A debate is like a stage play and not just because it has revealing dialogue that is constrained in time and space, and in this case, as I claim, where the two sides were talking past one another. It is also dramatic because the audience makes sense of the drama, what is to be taken from the dialogue or excuse for one, out of the content and the exchanges. Playwrights improve a project by trying out audiences as to what makes an impact and will change a play so that it will resonate with real playgoers so that what happens on the strange is not elusive or obscure. They have to get it. Voters are even  less discerning playgoers. They are not schooled in political science or even standard historical references or particularly verbally astute.
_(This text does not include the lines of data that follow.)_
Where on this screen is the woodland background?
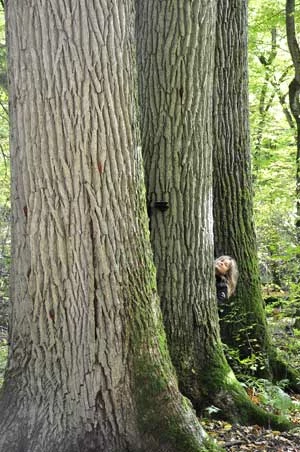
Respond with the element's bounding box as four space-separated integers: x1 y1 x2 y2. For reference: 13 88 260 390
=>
0 0 300 447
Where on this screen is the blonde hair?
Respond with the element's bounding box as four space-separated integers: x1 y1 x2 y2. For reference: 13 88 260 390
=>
215 255 238 297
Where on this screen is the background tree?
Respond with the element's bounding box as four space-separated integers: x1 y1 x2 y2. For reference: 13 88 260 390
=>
286 0 300 240
136 0 291 428
249 0 300 371
0 3 9 351
0 2 217 451
213 0 268 366
249 0 299 293
252 28 294 164
213 0 300 390
248 1 300 367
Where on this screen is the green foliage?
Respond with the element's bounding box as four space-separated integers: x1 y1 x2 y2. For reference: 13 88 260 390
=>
204 405 222 417
223 342 268 377
242 377 300 418
0 6 6 92
0 5 9 335
249 0 300 294
266 295 300 371
0 340 7 387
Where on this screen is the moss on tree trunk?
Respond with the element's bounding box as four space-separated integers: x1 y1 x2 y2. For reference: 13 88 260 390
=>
136 0 294 429
0 1 222 451
212 0 300 390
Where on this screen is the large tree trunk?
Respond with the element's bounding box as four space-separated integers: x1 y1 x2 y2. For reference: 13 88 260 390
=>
0 2 215 451
213 0 299 391
136 0 291 429
136 0 218 402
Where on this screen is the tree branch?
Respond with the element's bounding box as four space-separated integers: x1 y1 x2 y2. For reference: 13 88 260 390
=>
286 0 300 81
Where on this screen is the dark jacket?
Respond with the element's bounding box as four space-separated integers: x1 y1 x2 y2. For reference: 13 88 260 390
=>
216 275 228 303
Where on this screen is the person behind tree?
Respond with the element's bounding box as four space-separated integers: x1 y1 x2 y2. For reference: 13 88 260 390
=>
215 255 238 303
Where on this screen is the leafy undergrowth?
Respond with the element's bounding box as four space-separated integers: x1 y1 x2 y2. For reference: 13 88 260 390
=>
204 289 300 451
202 418 300 451
0 338 7 386
201 386 300 451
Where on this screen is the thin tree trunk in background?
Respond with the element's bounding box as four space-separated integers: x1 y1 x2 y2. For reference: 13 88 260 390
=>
136 0 292 429
286 0 300 240
253 29 278 172
0 2 211 451
213 0 299 391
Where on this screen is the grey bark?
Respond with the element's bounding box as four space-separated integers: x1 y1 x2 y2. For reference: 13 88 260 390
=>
213 0 300 393
136 0 294 428
136 0 223 405
0 1 211 451
286 0 300 236
213 0 273 366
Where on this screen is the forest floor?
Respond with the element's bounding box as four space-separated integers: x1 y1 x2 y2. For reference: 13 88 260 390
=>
203 418 300 451
203 292 300 452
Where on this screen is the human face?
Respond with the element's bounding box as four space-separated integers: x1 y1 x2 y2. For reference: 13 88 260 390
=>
215 257 231 276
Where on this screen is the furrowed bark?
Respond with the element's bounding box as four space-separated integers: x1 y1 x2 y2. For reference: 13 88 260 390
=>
136 0 292 429
0 1 218 451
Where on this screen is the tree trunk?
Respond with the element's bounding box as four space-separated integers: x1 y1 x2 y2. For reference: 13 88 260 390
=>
213 0 269 361
213 0 299 391
136 0 218 402
0 2 215 451
136 0 291 429
286 0 300 239
253 29 278 173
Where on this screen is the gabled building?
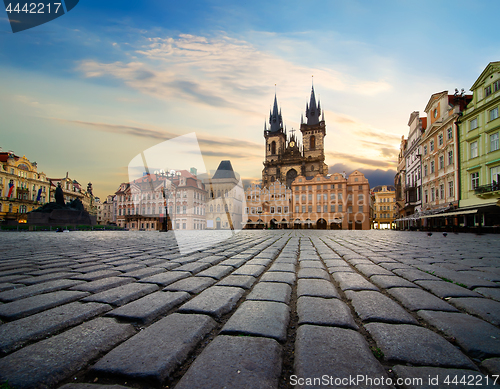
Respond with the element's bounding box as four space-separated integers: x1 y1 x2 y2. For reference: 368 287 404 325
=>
371 185 396 229
458 61 500 227
394 135 407 219
403 111 426 227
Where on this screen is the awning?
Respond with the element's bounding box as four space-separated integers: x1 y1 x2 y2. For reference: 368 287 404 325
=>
420 209 478 219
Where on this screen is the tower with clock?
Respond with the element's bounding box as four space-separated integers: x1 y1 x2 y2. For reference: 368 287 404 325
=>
262 85 328 188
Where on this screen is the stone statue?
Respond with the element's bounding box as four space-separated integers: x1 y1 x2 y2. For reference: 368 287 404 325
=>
55 183 65 206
They just dip in late in the election year into politics and are expected to make a judgment on the candidates even though focus group members just after the debate the other night had difficulty articulating why they liked or didn‘t like one or the other candidate. The voters are amateurs with only passing interest in the subject matter and their specialized languages but they are supposed to be the wisdom of the Republic. Well, not really. People get to vote not because of their education or investment in the nation or even just because voting is an alternative to civil unrest. It is a procedure for transferring power and the Founding Fathers thought that a republic required only that a populace was virtuous, which meant that it could make obvious distinctions between right and wrong. The present election is obvious and we hope the Founding Fathers were right and the American people remain virtuous.